For nearly three years, then, I combined my experimental studies with a decidedly more entertaining program of systematic immersion into the world of compliance professionals—sales operators, fund-raisers, recruiters, advertisers, and others. The purpose was to observe, from the inside, the techniques and strategies most commonly and effectively used by a broad range of compliance practitioners.

That program of observation sometimes took the form of interviews with the practitioners themselves and sometimes with the natural enemies (for example, police buncosquad officers, consumer agencies) of certain of the practitioners. At other times, it involved an intensive examination of the written materials by which compliance techniques are passed down from one generation to another—sales manuals and the like.

Influence: The Psychology of Persuasion PDF

Most frequently, though, it has taken the form of participant observation. Participant observation is a research approach in which the researcher becomes a spy of sorts. With a disguised identity and intent, the investigator infiltrates the setting of interest and becomes a full-fledged vi / Influence participant in the group to be studied.

So when I wanted to learn about the compliance tactics of encyclopedia (or vacuum-cleaner, or portrait-photography, or dance-lesson) sales organizations, I would answer a newspaper ad for sales trainees and have them teach me their methods. Using similar but not identical approaches, I was able to penetrate advertising, public relations, and fund-raising agencies to examine their techniques. Influence: The Psychology of Persuasion PDF

Much of the evidence presented in this book, then, comes from my experience posing as a compliance professional, or aspiring professional, in a large variety of organizations dedicated to getting us to say yes. One aspect of what I learned in these three years of participant observation was most instructive.

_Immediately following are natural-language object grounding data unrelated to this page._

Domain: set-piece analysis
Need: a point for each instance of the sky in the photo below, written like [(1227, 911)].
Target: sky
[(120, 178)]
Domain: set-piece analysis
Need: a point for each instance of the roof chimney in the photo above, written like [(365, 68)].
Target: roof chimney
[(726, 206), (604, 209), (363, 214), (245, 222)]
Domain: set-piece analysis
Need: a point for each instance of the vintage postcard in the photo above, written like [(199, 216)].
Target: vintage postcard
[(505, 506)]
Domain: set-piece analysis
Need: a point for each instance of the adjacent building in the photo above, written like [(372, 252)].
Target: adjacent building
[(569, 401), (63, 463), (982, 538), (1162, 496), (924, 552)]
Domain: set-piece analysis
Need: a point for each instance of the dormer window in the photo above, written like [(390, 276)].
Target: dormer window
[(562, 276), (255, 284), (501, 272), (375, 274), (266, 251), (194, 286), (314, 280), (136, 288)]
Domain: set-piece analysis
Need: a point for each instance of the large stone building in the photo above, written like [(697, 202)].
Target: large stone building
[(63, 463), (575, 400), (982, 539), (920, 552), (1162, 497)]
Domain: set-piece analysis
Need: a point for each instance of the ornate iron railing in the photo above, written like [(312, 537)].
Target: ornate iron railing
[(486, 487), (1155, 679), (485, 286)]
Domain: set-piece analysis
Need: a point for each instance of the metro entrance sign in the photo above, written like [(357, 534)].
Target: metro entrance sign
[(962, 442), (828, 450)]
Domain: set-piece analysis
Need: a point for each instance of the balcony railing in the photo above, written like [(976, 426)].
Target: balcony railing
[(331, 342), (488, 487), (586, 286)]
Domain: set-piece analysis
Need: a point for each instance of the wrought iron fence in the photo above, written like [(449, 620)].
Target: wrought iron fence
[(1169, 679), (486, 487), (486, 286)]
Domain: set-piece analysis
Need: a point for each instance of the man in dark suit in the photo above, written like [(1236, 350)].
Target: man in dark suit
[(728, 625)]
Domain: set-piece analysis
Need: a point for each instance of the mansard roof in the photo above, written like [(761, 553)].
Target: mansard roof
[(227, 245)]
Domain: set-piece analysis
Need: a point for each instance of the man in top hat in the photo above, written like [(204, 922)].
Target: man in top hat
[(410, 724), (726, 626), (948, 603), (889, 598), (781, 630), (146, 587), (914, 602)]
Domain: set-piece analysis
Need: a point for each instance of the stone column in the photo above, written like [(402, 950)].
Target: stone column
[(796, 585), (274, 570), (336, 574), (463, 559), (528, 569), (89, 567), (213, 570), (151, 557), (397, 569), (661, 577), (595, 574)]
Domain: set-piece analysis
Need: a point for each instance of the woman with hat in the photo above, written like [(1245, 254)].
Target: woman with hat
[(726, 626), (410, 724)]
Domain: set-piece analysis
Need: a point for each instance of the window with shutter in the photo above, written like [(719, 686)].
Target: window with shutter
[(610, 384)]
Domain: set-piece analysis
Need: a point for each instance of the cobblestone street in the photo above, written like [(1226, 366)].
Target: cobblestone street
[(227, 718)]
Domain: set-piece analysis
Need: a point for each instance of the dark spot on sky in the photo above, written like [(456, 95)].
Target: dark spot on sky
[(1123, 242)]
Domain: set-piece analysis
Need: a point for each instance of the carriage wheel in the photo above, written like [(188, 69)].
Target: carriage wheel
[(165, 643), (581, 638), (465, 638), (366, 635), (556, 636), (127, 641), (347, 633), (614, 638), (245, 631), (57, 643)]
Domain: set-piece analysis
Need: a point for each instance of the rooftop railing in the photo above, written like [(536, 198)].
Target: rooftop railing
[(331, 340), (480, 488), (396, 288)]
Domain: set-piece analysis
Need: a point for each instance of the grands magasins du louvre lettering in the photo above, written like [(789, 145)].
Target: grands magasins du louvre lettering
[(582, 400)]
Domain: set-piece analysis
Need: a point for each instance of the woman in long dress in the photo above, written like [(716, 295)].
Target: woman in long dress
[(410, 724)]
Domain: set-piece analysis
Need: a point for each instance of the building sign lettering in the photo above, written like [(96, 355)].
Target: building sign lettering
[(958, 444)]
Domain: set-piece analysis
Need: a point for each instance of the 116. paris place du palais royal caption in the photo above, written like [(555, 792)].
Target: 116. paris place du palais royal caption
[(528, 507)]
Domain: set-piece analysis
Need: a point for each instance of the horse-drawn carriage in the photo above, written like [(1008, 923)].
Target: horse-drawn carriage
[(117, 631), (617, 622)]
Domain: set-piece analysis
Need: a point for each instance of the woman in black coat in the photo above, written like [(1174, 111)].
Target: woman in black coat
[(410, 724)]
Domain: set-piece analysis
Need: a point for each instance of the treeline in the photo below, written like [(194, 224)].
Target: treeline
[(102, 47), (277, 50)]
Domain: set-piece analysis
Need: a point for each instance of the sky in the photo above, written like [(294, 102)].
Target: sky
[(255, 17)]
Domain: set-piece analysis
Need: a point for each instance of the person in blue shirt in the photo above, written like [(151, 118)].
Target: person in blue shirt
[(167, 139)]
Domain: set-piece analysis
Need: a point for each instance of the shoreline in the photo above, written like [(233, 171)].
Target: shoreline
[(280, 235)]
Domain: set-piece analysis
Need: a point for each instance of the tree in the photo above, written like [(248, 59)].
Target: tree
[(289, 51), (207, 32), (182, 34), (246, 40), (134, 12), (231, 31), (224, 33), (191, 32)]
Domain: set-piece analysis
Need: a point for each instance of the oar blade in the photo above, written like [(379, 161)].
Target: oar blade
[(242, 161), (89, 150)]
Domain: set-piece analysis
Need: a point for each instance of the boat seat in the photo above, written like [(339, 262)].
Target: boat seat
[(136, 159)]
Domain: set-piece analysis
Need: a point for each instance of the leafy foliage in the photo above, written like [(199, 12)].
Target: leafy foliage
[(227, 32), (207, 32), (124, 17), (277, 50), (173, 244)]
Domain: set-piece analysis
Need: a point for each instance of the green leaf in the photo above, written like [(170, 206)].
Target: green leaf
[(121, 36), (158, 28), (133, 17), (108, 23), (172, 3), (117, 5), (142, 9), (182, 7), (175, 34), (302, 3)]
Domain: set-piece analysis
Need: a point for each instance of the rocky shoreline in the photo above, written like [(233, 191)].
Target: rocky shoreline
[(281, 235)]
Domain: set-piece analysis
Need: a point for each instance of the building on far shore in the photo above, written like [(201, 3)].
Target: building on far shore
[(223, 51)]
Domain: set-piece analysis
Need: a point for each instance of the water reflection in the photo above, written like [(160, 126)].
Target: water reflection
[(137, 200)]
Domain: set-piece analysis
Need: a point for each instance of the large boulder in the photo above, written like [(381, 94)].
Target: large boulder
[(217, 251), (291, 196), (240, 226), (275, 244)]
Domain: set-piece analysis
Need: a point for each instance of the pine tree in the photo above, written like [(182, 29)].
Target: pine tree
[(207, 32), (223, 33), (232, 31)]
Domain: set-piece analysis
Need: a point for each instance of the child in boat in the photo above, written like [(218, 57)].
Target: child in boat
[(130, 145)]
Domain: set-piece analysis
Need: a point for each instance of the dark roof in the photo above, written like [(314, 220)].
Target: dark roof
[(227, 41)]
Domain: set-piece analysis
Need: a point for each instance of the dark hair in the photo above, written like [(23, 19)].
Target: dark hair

Influence: The Psychology of Persuasion PDF

Although there are thousands of different tactics that compliance practitioners employ to produce yes, the majority fall within six basic categories. Each of these categories is governed by a fundamental psychological principle that directs human behavior and, in so doing, gives the tactics their power. The book is organized around these six principles, one per chapter.

The principles—consistency, reciprocation, social proof, authority, liking, and scarcity—are each discussed in terms of their function in society and in terms of how their enormous force can be commissioned by a compliance professional who deftly incorporates them into requests for purchases, donations, concessions, votes, assent, etc.

It is worthy of note that I have not included among the six principles the simple rule of material self-interest—that people want to get the most and pay the least for their choices. This omission does not stem from any perception on my part that the desire to maximize benefits and minimize costs is unimportant in driving our decisions. Nor does it come from any evidence I have that compliance professionals ignore the power of this rule.